- Ты нанесла мне оскорбление, которое не прощается, - прошептал он. Рука его сжалась, и Фрэн оказалась способна только хрипеть; ее руки взметнулись в жалкой попытке борьбы, но здесь Неб-Амон был несравненно сильнее. Это было его царство.
- Проси пощады, - прошептал великий ясновидец. – Умоляй меня тебя простить.
- Чтоб ты… сдох, - выдавила Фрэн, сама не понимая, на каком языке, и не понимая, что желание ее невыполнимо: Неб-Амон больше не умрет. Но она не верила, что он способен убить ее… отсюда, даже в эту минуту… перед глазами заплясали красные и черные круги, горло сдавила его рука – невыносимая боль…
А потом Фрэн упала навзничь, отшибив затылок о каменный пол.
- Дерьмо! – закричала она, несомненно, по-английски, и это самое современное ругательство эхом вернулось к ней, потом снова и снова. Фрэн попыталась вскочить, но не могла, слишком сильно ударилась.
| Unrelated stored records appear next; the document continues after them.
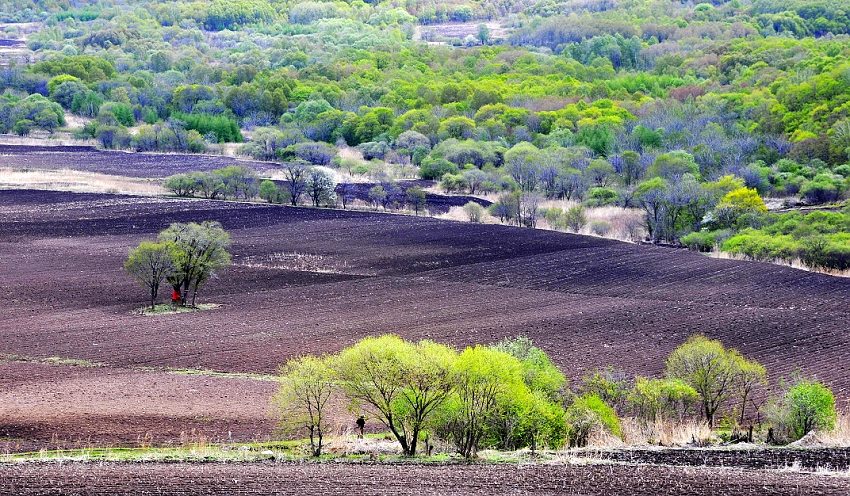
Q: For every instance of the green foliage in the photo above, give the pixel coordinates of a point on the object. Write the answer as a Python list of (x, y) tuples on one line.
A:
[(587, 415), (401, 384), (150, 263), (230, 14), (20, 116), (805, 406), (652, 399), (225, 129), (474, 211), (306, 386), (271, 192), (714, 372), (200, 250), (86, 68)]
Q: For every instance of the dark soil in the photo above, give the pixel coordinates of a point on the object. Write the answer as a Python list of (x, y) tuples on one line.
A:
[(348, 479), (587, 301)]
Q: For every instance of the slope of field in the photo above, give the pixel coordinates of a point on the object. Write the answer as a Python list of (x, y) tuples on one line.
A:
[(348, 479), (90, 159), (313, 281)]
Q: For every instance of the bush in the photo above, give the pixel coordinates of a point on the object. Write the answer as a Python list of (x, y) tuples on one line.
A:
[(599, 197), (807, 405), (575, 218), (473, 211), (759, 245), (436, 168), (823, 188), (225, 129), (586, 415), (272, 193), (703, 241), (600, 227)]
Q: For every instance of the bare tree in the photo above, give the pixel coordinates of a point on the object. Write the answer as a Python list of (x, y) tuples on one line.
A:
[(150, 263), (295, 173)]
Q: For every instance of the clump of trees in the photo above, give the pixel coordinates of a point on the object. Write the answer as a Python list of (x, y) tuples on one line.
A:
[(507, 395), (186, 255), (510, 395)]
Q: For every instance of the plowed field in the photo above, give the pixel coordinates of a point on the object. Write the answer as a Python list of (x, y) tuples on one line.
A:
[(347, 479), (309, 281)]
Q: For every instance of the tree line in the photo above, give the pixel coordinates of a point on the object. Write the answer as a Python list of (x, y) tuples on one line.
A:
[(510, 395)]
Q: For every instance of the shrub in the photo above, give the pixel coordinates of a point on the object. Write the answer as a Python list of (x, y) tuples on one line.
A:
[(823, 188), (712, 370), (600, 227), (225, 129), (759, 245), (599, 197), (805, 406), (575, 218), (652, 399), (587, 414), (703, 241), (272, 193), (474, 211), (436, 168)]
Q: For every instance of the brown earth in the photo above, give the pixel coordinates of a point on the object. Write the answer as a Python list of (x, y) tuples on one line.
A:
[(313, 281), (348, 479)]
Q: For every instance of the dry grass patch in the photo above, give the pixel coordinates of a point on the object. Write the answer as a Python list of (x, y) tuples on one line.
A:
[(77, 182)]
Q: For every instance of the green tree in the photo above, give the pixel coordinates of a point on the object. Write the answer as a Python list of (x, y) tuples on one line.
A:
[(151, 263), (320, 187), (416, 198), (484, 377), (399, 383), (587, 414), (201, 250), (652, 399), (306, 386), (805, 406), (708, 367)]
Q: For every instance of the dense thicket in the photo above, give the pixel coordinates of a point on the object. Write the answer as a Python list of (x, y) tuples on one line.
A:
[(510, 395), (647, 104)]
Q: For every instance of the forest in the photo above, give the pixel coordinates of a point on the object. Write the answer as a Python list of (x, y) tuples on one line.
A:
[(718, 120)]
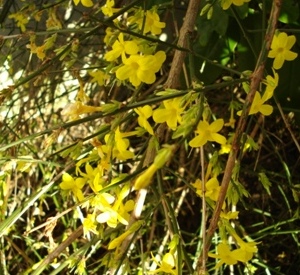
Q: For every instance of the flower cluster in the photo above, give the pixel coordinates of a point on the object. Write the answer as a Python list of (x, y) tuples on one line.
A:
[(281, 49)]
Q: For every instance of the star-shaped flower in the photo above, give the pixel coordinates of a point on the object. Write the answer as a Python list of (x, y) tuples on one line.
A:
[(280, 49), (171, 114), (208, 132)]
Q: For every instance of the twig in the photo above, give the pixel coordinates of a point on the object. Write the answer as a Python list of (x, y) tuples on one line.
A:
[(57, 251), (255, 81)]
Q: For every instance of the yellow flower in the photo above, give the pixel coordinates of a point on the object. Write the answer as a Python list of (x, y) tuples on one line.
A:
[(212, 188), (171, 114), (141, 68), (167, 265), (86, 3), (225, 255), (118, 213), (89, 225), (246, 251), (99, 77), (208, 132), (120, 47), (229, 215), (75, 185), (280, 49), (144, 113), (272, 83), (108, 9), (151, 24), (225, 4), (258, 105)]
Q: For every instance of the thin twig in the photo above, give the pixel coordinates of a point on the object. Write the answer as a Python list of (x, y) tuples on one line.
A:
[(231, 162), (186, 29)]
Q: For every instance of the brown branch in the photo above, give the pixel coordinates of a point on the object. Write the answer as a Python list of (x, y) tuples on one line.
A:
[(186, 29), (255, 81)]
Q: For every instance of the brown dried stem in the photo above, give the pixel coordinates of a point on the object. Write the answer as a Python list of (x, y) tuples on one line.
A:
[(231, 162), (186, 29)]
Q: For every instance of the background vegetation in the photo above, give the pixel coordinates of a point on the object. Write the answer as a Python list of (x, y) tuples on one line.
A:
[(102, 167)]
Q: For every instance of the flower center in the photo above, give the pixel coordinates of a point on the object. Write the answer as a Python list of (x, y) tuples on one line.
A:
[(280, 50)]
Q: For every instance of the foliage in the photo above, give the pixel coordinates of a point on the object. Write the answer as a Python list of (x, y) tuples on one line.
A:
[(149, 137)]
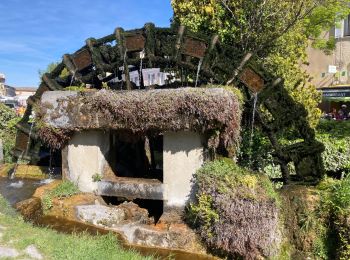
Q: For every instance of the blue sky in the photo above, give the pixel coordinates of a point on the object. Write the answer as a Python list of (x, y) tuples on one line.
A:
[(34, 33)]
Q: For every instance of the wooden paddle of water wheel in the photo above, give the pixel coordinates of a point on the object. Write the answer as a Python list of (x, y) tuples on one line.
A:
[(182, 55)]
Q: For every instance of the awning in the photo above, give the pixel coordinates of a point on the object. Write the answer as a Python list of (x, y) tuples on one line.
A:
[(336, 94)]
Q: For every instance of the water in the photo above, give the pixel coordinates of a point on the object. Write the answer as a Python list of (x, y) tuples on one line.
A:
[(198, 71), (16, 190)]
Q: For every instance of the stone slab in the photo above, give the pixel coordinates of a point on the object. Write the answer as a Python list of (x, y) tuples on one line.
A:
[(132, 188)]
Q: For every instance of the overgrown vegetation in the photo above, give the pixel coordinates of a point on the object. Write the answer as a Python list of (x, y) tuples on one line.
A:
[(335, 135), (279, 32), (62, 190), (236, 212), (214, 112), (55, 245), (335, 205), (8, 120)]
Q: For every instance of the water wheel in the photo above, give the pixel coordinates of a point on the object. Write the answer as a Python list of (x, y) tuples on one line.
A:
[(192, 58)]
В царстве мертвых, если это было оно, все чертовски напоминало жизнь, со всеми ее проблемами.
А потом кто-то схватил ее за обе руки и вздернул на ноги. Фрэн зашаталась; голова ее гудела, горло распухло, а перед глазами все туманилось. Но она видела достаточно, чтобы различить еще одного лысого мужчину в белом.
- А ты кто такой? – прохрипела она. – То есть вы?
Их двое или у нее двоится в глазах?..
- Ты не узнаешь меня, матушка?
- Что? – взвизгнула Фрэн, ощупывая затылок – кажется, она слишком сильно треснулась об пол. Даже во сне от удара головой, похоже, ум заходит за разум.
Перед глазами перестало двоиться, и она увидела, что перед нею юноша. При всем желании Фрэн не могла припомнить, чтобы когда-либо встречала его в своих видениях – высокий и стройный, миловидный, хотя не такой красавец, как Неб-Амон. У этого молодого человека был не такой прямой нос, как у верховного жреца, а изгиб черных бровей напоминал женский… женский…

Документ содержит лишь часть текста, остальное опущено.